Annual Taxable Income (RMB) Tax Rate (%) Quick Deduction (RMB)
Up to 36,000 3 0
36,001 to 144,000 10 2,520
144,001 to 300,000 20 16,920
300,001 to 420,000 25 31,920
420,001 to 660,000 30 52,920
660,001 to 960,000 35 85,920
Over 960,000 45 181,920

Note: Taxable income is calculated after subtracting the standard deduction and other permissible deductions.

Employee Tax Deductions and Allowances

Employees are entitled to several deductions that reduce their taxable income. The primary deduction is the standard annual deduction of RMB 60,000 (equivalent to RMB 5,000 per month).

In addition to the standard deduction, employees can claim "special additional deductions" for specific expenses. These deductions can significantly lower the IIT burden and are typically claimed through the employer during monthly withholding or via the annual tax reconciliation filing. The special additional deductions include:

  • Children's Education: A fixed amount per child per month for qualified education expenses.
  • Continuing Education: A fixed amount per month for degree education or a fixed amount for professional qualification training.
  • Healthcare for Serious Illness: Deductible expenses above a certain threshold, up to a maximum annual limit.
  • Housing Loan Interest: A fixed amount per month for interest paid on a first home mortgage.
  • Housing Rent: A fixed amount per month, varying by city tier, for employees renting accommodation in a city where they do not own property.
  • Elder Care: A fixed amount per month for supporting parents or other qualifying elderly relatives, with the amount potentially shared among siblings.

The specific amounts for these special additional deductions are subject to regulations and may be updated periodically.

Tax Compliance and Reporting Deadlines

Employers in China must adhere to strict monthly reporting and payment deadlines for both IIT withholding and social security/housing fund contributions.
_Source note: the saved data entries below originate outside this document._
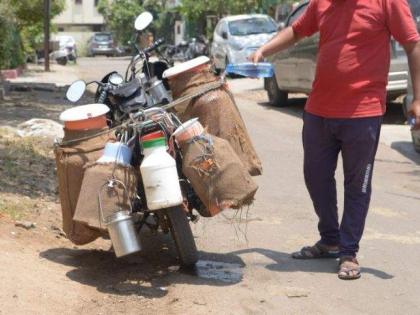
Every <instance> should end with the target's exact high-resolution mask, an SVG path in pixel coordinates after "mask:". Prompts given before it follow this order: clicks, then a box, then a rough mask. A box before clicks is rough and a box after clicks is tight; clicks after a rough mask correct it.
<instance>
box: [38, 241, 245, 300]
mask: <svg viewBox="0 0 420 315" xmlns="http://www.w3.org/2000/svg"><path fill="white" fill-rule="evenodd" d="M167 242H169V241H168V237H166V236H163V235H159V236H158V237H155V238H154V239H153V240H149V241H148V243H149V244H146V245H145V248H144V249H143V251H142V252H141V253H140V254H135V255H132V256H129V257H126V258H120V259H117V258H116V257H115V254H114V252H113V251H111V250H109V251H103V250H88V249H70V248H53V249H49V250H46V251H44V252H41V253H40V257H42V258H45V259H48V260H50V261H52V262H55V263H57V264H62V265H65V266H70V267H73V269H72V270H70V271H68V272H67V273H66V276H67V277H68V278H69V279H70V280H72V281H76V282H79V283H81V284H83V285H88V286H92V287H95V288H96V289H97V290H98V291H100V292H104V293H108V294H117V295H138V296H143V297H145V298H149V299H152V298H161V297H164V296H165V295H166V294H167V293H168V291H167V289H166V287H168V286H170V285H172V284H178V283H188V284H190V285H197V286H199V285H207V286H230V285H234V284H236V283H239V282H241V281H242V274H243V271H242V270H243V268H244V267H245V264H244V262H243V261H242V259H241V258H240V257H239V256H237V255H234V254H231V253H228V254H216V253H205V252H200V253H199V255H200V260H199V262H198V263H197V266H196V267H195V268H192V269H191V268H190V269H179V270H178V266H177V265H178V260H177V259H176V258H175V254H174V249H173V247H172V246H171V245H167V244H166V243H167ZM162 244H164V245H163V246H162ZM143 245H144V244H143Z"/></svg>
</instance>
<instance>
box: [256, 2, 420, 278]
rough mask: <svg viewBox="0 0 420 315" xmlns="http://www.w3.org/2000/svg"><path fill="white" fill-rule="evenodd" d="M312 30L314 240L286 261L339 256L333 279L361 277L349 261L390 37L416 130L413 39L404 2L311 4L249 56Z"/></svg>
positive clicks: (355, 261) (369, 181) (419, 123)
mask: <svg viewBox="0 0 420 315" xmlns="http://www.w3.org/2000/svg"><path fill="white" fill-rule="evenodd" d="M316 32H319V34H320V42H319V55H318V60H317V70H316V75H315V81H314V83H313V89H312V92H311V94H310V96H309V98H308V101H307V103H306V106H305V112H304V127H303V147H304V174H305V182H306V186H307V189H308V191H309V194H310V197H311V199H312V201H313V205H314V208H315V212H316V214H317V216H318V218H319V224H318V229H319V233H320V236H321V239H320V240H319V241H318V242H317V243H316V244H315V245H313V246H307V247H304V248H302V249H301V250H300V251H299V252H296V253H294V254H293V255H292V256H293V258H296V259H314V258H338V257H339V258H340V260H339V272H338V276H339V278H340V279H357V278H360V266H359V263H358V261H357V259H356V254H357V252H358V250H359V242H360V239H361V237H362V234H363V230H364V225H365V220H366V215H367V212H368V208H369V202H370V197H371V181H372V173H373V165H374V160H375V155H376V150H377V147H378V142H379V135H380V129H381V123H382V117H383V115H384V113H385V109H386V108H385V107H386V86H387V80H388V72H389V64H390V37H391V36H393V37H394V38H395V39H396V40H397V41H398V42H399V43H400V44H401V45H402V46H403V47H404V49H405V51H406V53H407V56H408V62H409V65H410V70H411V74H412V79H413V86H414V101H413V104H412V105H411V110H410V114H411V115H412V116H413V117H414V118H415V119H416V124H415V127H414V128H415V129H420V36H419V34H418V32H417V29H416V25H415V23H414V20H413V17H412V15H411V12H410V8H409V6H408V3H407V0H369V1H366V0H311V1H310V3H309V5H308V7H307V9H306V11H305V13H304V14H303V15H302V16H301V17H300V18H299V19H298V20H297V21H296V22H294V23H293V25H292V26H291V27H288V28H286V29H284V30H283V31H281V32H279V33H278V34H277V35H276V36H275V37H274V38H273V39H272V40H271V41H270V42H269V43H267V44H266V45H264V46H263V47H261V48H260V49H259V50H258V51H257V52H256V53H254V54H253V55H252V56H251V57H250V59H251V60H252V61H253V62H259V61H261V60H263V59H264V58H265V57H267V56H269V55H271V54H273V53H275V52H277V51H279V50H282V49H285V48H287V47H289V46H291V45H293V44H295V43H296V42H297V41H298V40H300V39H302V38H303V37H307V36H311V35H313V34H315V33H316ZM340 152H341V154H342V158H343V169H344V177H345V181H344V190H345V196H344V212H343V218H342V221H341V224H339V223H338V212H337V192H336V182H335V178H334V174H335V170H336V167H337V160H338V155H339V153H340Z"/></svg>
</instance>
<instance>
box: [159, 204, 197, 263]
mask: <svg viewBox="0 0 420 315" xmlns="http://www.w3.org/2000/svg"><path fill="white" fill-rule="evenodd" d="M165 212H166V216H167V218H168V223H169V228H170V230H171V235H172V238H173V239H174V241H175V245H176V249H177V252H178V256H179V260H180V263H181V265H182V266H183V267H193V266H194V265H195V263H196V262H197V261H198V252H197V247H196V245H195V240H194V236H193V234H192V231H191V226H190V223H189V221H188V218H187V216H186V214H185V211H184V210H183V209H182V208H181V207H173V208H169V209H166V211H165Z"/></svg>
Typically, these filings and payments are due by the 15th day of the following month. Employers are required to submit detailed reports listing employee salaries, deductions, and the calculated tax and contribution amounts.

Furthermore, China requires an annual IIT reconciliation filing for employees, generally covering the period from March 1st to June 30th of the year following the tax year. During this period, employees must reconcile their total comprehensive income for the previous year, the total tax withheld, and claim any applicable deductions or tax credits that were not fully utilized during monthly withholding. Employers often play a role in assisting employees with this annual filing process, particularly for income earned through the employer.
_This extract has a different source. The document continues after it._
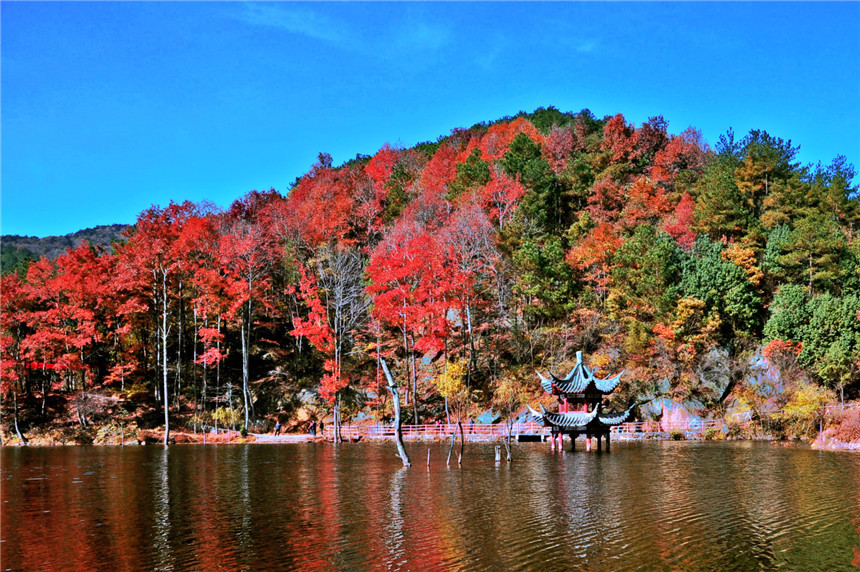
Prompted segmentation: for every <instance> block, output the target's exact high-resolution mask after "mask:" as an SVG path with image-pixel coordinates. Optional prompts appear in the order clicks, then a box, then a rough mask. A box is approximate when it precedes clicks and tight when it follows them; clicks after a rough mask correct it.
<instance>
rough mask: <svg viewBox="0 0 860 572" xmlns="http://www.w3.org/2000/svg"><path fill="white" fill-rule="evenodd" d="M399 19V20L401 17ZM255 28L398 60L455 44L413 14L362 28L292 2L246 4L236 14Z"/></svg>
mask: <svg viewBox="0 0 860 572" xmlns="http://www.w3.org/2000/svg"><path fill="white" fill-rule="evenodd" d="M398 16H399V17H398ZM234 17H235V18H237V19H238V20H240V21H242V22H244V23H246V24H250V25H253V26H265V27H271V28H277V29H280V30H283V31H285V32H288V33H290V34H298V35H302V36H305V37H308V38H314V39H317V40H320V41H323V42H327V43H329V44H332V45H334V46H337V47H340V48H343V49H348V50H353V51H356V52H360V53H362V54H365V55H368V56H373V55H375V56H381V57H384V58H386V59H392V60H398V59H402V58H404V57H411V56H413V55H415V54H429V53H434V52H438V51H440V50H441V49H443V48H444V47H445V46H447V45H449V44H450V43H451V42H452V41H453V37H452V36H453V34H452V33H451V30H450V28H449V27H447V26H445V25H441V24H439V23H436V22H430V21H428V20H426V19H424V18H421V17H416V16H415V15H414V14H412V13H407V14H406V15H405V16H404V15H403V14H402V12H401V13H400V14H399V15H398V13H397V11H392V12H391V13H390V14H389V13H386V18H379V19H378V20H376V21H374V22H373V26H372V27H361V26H358V25H356V23H354V22H350V21H349V20H347V19H346V18H340V19H338V18H336V17H331V16H330V15H329V14H326V13H325V12H324V11H322V10H319V9H314V7H313V6H308V5H304V6H295V5H291V4H289V3H287V4H283V3H266V2H261V3H255V2H247V3H244V4H243V5H242V7H241V9H240V10H239V11H238V12H237V13H235V14H234Z"/></svg>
Special Tax Considerations for Foreign Workers and Companies

Foreign workers in China are subject to Individual Income Tax on their China-sourced income. Their tax residency status determines the scope of their tax liability. Individuals residing in China for 183 days or more in a tax year are generally considered tax residents and are taxed on their worldwide income (though specific rules apply for the first six years of residency). Non-residents are typically taxed only on their China-sourced income.

Historically, foreign workers benefited from certain tax-exempt allowances (e.g., for housing, language training, children's education). While these allowances were phased out for tax residents starting from 2022, a transition period allows foreign individuals who were tax residents before 2019 to continue claiming either these allowances or the special additional deductions until the end of 2023 (this transition period has been extended). For 2025, foreign tax residents will primarily rely on the standard deduction and special additional deductions, similar to Chinese nationals. Tax treaties between China and other countries may offer certain exemptions or relief from double taxation.

Foreign companies employing staff in China without a registered legal entity often face challenges regarding payroll, tax withholding, and social security contributions. Engaging an Employer of Record (EOR) service is a common solution, allowing the EOR to act as the legal employer in China, handling all payroll, tax, and compliance obligations on behalf of the foreign company. This ensures compliance with Chinese labor and tax laws without the need for the foreign company to establish its own entity.